Я даже не успела нормально повозмущаться, потому что телефон внезапно завибрировал у меня в руках. Не знаю, как я не грохнулась с табуретки, когда увидела, что мне звонит Иван. Сначала подумала, что мне почудилось, но нет… Это, действительно, был Иван. Никаких других Иванов у меня в телефонной книжке не было. К тому же, именно этот Иван вернул мне телефон. Наверное, Дикарь приказал, чтобы я не вздумала к нему соваться. Зачем звонит? По поручению шефа? А почему сам шеф не соизволил? Ну да, ну да, куда нам до такой крутой цацы.
Телефон продолжал вибрировать. Я не знала, что мне делать. Сердце учащенно забилось в груди, а руки медленно задрожали. Но в конечном итоге, я всё-таки подняла трубку.
— Да?
— Добрый день, — Иван всегда вежлив и обходителен. — Через час я заеду за вами.
— Зачем?
— Шеф хочет встретиться с вами в ресторане.
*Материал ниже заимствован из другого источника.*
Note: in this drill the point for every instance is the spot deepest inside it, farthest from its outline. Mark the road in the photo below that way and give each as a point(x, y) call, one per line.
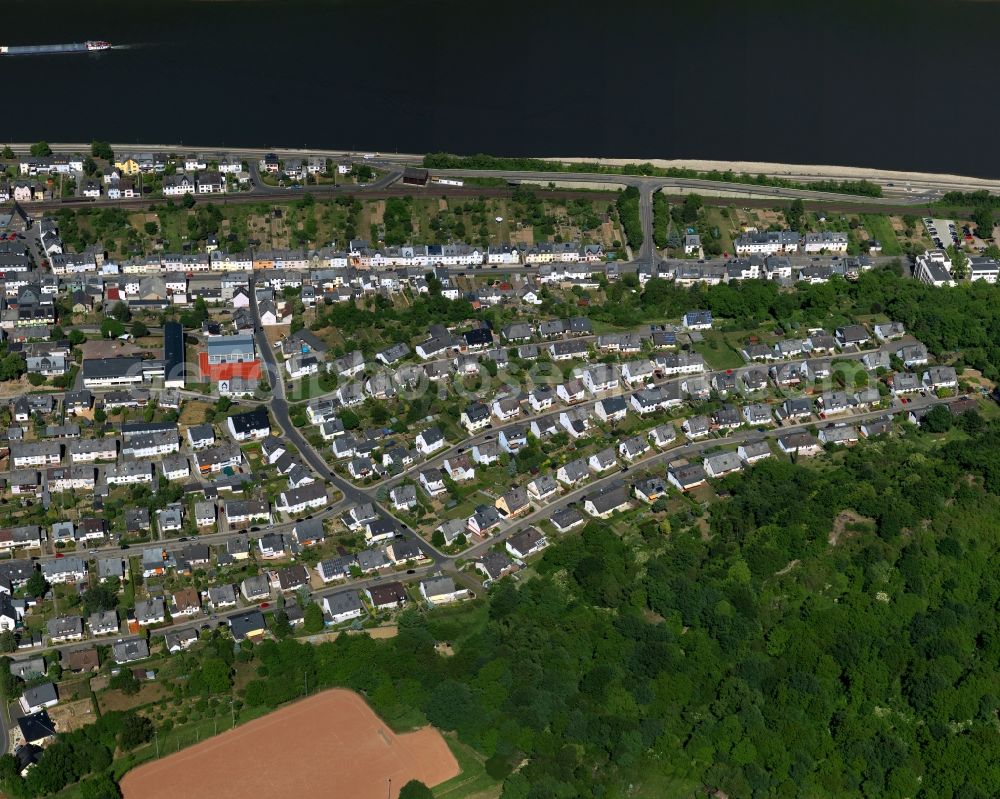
point(448, 564)
point(492, 434)
point(279, 407)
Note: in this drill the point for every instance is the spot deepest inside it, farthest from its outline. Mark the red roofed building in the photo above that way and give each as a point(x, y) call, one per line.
point(226, 357)
point(215, 372)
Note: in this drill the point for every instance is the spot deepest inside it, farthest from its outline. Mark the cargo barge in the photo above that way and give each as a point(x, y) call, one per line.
point(56, 49)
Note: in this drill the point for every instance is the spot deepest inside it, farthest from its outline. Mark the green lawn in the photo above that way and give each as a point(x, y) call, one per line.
point(880, 227)
point(472, 780)
point(719, 354)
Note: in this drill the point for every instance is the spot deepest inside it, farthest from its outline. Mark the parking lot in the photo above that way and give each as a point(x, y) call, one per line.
point(942, 231)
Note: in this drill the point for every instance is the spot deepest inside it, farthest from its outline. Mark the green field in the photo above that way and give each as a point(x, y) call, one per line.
point(880, 227)
point(719, 353)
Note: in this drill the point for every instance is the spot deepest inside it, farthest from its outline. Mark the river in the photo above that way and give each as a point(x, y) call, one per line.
point(906, 85)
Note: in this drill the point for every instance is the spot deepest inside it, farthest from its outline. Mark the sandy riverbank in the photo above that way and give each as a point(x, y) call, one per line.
point(797, 170)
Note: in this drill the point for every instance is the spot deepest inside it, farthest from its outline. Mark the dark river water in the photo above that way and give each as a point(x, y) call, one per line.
point(877, 83)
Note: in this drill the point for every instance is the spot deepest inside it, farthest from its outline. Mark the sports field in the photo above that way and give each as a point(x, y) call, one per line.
point(330, 745)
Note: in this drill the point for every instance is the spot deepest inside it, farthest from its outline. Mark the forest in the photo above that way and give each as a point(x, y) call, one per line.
point(760, 647)
point(771, 645)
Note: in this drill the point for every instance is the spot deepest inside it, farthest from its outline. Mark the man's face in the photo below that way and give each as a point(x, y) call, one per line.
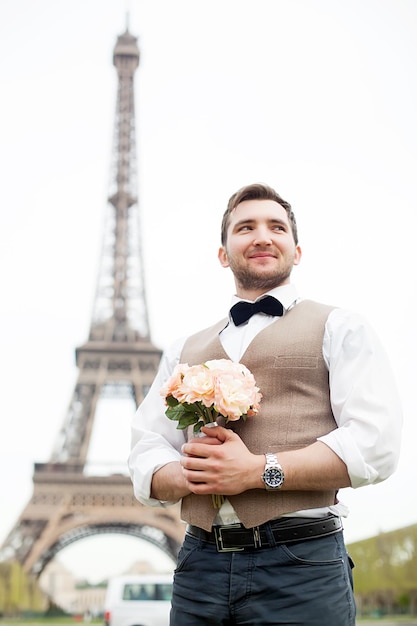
point(260, 248)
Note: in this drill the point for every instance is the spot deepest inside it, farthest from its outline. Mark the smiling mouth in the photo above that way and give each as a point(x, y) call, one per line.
point(262, 255)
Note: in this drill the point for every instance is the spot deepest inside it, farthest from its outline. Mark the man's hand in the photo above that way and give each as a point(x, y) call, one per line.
point(220, 463)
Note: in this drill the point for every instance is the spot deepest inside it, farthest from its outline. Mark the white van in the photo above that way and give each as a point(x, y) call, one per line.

Никого постороннего не будет.
— Я вроде бы с вашим шефом теперь не имею ничего общего, — серьезно заявила я.
— Может быть, только Павел Олегович так не считает. Мне просто поручено предупредить вас и забрать.
Я понимала, что Иван здесь не при чём, он всего лишь выполняет свою работу. Уверена, если он придет к Дикарю ни с чем, то худо станет всем. Плюс я и сама хотела взглянуть в глаза Павлу Олеговичу. Знаю, что это будет то еще испытание, но я уже привыкла испытывать себя всякими трудностями. Раз хочет видеть, я приеду, но только для того, чтобы не влетело Ивану и в попытке выбить из этой нерушимой скалы хоть какие-то внятные ответы.